Mere recapitulation of ancient well-known facts is never desirable, outside a text-book.

Keep an Eye on Topicality

Topicality has often much to do with the acceptance of an article; but the beginner seldom takes this point into consideration. The finest article one could write would be turned down if the subject were out of date—and twenty-four hours make all the difference. We move at such express speed, and events hurry past at such a rapid rate, that the article an editor would jump at to-day may be useless to him to-morrow; the book that would be marketable this season may be unsaleable next.
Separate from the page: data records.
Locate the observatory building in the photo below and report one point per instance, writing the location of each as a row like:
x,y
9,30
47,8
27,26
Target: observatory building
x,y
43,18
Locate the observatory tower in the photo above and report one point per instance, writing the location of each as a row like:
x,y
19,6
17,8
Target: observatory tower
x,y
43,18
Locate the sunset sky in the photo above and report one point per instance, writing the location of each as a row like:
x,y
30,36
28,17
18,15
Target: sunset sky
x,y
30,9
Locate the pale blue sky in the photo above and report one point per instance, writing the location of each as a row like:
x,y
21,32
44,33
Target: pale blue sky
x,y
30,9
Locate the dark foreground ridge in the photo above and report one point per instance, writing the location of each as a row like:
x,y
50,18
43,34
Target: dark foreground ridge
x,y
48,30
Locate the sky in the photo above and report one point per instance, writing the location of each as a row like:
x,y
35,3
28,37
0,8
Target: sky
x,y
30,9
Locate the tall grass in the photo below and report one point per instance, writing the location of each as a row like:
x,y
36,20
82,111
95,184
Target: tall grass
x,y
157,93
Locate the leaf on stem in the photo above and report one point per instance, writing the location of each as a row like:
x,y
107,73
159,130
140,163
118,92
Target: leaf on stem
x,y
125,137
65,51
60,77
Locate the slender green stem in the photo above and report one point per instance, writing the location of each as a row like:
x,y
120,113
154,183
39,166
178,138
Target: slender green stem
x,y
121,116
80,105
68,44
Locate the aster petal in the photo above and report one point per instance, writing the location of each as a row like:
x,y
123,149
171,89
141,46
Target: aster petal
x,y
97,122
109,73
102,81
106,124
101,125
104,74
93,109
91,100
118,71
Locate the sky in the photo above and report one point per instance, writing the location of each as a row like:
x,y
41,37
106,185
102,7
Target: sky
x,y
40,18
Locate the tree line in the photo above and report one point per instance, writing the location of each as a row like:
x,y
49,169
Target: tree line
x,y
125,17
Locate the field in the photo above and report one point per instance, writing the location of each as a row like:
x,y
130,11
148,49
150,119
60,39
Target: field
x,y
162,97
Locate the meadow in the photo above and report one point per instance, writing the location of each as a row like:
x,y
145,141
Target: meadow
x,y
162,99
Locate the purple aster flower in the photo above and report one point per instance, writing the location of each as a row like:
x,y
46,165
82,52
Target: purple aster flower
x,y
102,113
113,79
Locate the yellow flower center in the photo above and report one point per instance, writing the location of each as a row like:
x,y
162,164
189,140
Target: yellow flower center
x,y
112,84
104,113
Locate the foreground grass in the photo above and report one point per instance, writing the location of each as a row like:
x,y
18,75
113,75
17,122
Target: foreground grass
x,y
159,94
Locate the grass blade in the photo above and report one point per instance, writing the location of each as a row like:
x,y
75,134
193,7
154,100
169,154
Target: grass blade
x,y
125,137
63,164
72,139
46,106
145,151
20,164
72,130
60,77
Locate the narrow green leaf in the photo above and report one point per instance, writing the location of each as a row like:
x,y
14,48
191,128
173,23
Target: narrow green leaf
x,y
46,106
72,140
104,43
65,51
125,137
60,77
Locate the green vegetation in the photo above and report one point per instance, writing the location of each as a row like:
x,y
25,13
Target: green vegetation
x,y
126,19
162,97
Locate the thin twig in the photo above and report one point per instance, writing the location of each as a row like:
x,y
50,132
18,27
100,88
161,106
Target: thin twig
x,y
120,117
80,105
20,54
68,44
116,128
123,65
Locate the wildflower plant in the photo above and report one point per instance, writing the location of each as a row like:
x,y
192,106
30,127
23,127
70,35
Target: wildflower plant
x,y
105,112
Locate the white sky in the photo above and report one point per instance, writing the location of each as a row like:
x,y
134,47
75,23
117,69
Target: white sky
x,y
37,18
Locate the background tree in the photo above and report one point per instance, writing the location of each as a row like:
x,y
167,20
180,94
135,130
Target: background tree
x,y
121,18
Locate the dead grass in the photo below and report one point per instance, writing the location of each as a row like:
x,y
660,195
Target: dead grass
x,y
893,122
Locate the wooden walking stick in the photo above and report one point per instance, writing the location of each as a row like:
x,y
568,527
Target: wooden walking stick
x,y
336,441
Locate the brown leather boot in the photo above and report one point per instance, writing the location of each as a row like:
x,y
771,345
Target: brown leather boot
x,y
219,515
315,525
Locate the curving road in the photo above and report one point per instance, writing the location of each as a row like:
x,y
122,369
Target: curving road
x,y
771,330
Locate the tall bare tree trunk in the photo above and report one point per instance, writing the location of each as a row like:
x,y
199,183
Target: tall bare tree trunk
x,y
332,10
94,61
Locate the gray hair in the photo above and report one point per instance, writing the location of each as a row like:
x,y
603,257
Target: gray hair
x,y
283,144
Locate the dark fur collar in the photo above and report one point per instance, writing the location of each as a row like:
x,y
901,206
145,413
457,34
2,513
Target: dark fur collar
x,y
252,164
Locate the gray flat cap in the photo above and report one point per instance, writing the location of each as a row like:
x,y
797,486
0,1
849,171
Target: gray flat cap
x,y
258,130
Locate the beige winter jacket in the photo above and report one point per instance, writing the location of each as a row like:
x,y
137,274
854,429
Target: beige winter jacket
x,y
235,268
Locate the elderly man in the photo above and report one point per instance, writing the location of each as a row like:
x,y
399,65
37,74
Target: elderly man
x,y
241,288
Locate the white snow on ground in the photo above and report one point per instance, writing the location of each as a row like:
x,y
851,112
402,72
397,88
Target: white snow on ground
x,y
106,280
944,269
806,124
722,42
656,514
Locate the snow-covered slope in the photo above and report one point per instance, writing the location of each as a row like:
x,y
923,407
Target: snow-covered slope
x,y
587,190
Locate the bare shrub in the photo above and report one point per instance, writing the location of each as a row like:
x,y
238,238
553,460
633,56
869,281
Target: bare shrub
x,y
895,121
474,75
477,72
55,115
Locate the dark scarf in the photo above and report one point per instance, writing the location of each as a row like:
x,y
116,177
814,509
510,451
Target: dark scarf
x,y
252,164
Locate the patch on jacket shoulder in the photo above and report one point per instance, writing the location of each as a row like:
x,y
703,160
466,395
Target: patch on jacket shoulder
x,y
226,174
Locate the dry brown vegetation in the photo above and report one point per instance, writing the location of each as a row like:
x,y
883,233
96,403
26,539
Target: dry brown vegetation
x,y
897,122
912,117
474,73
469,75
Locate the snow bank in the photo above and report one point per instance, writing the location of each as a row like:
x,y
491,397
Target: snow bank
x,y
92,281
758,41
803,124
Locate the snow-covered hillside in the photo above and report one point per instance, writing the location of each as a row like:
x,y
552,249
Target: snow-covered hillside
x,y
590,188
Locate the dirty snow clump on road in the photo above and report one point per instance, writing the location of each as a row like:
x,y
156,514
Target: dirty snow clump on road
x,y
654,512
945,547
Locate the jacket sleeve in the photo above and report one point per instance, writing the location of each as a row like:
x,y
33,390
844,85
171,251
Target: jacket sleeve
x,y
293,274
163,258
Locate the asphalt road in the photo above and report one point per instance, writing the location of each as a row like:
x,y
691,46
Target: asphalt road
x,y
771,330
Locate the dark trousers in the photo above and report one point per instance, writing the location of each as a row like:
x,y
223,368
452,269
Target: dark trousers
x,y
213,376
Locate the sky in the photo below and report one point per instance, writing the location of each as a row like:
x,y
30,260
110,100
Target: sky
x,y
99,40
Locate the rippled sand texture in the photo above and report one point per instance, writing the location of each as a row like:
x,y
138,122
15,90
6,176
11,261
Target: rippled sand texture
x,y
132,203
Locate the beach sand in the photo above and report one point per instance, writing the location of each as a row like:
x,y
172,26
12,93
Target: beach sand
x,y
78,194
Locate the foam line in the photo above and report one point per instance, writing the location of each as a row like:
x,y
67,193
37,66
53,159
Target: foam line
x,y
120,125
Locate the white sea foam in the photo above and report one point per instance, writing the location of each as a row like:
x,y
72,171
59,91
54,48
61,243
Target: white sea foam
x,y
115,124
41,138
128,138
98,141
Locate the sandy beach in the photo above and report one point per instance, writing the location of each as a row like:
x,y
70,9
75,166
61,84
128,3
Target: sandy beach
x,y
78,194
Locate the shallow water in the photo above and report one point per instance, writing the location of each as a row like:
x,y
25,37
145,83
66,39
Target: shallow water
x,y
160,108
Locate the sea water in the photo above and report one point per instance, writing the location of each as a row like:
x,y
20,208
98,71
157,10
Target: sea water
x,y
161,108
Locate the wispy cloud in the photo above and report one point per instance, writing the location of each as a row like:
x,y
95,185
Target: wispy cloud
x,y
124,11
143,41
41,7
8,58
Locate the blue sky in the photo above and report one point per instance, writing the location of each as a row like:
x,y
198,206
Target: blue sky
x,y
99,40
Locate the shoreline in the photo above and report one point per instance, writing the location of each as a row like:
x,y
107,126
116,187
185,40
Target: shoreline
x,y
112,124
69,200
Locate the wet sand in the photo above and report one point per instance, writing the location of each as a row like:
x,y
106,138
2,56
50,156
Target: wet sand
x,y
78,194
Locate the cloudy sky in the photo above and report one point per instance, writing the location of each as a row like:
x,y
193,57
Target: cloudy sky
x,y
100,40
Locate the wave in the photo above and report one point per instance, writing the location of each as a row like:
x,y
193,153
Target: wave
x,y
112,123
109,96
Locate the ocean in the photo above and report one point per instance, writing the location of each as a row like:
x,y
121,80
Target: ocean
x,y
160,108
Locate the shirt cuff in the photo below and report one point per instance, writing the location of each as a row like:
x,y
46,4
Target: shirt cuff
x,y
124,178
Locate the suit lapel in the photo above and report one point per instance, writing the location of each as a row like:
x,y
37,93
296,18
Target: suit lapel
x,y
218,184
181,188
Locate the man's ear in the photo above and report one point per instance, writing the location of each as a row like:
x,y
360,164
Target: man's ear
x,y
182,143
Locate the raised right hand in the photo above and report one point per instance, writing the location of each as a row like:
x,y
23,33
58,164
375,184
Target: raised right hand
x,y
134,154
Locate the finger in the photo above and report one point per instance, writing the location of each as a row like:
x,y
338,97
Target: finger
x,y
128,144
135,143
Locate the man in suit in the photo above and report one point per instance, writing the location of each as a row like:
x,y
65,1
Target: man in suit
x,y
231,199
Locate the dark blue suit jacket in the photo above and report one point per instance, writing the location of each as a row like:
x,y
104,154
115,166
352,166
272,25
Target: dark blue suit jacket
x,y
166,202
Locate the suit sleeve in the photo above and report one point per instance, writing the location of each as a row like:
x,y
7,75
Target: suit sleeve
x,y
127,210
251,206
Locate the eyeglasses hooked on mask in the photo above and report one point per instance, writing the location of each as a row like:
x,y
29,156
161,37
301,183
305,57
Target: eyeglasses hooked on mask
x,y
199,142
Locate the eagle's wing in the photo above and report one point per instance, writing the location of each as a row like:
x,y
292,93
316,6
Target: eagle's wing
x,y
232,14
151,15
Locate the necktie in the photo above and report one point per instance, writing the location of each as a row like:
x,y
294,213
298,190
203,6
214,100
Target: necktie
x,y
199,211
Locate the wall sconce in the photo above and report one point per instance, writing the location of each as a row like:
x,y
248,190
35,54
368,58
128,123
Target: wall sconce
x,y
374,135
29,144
Of course this does not apply to every MS., but it does to a good many, and particularly in regard to articles for periodicals. If you think your subject will have special interest for the public at the moment—send it at once, and if it is the burning question of the day, send it to a newspaper rather than to a magazine, remembering that magazines have to go to press some weeks before the date of publication. If a magazine editor receives your MS. January 1st, the very earliest he could get it into his magazine would probably be April, and the chances are he would have everything planned and set up until May. In the Girls' Own Paper and Woman's Magazine, for instance, the final sheet of the September number has to be passed for press the first week in June.

Bearing these facts in mind, you will realise that it is useless to send an article on a Christmassy subject to an editor in November. His Christmas number was probably put together in August, and by November it is travelling by train or steamer, bullock-wagon or native carrier, to distant parts of the world.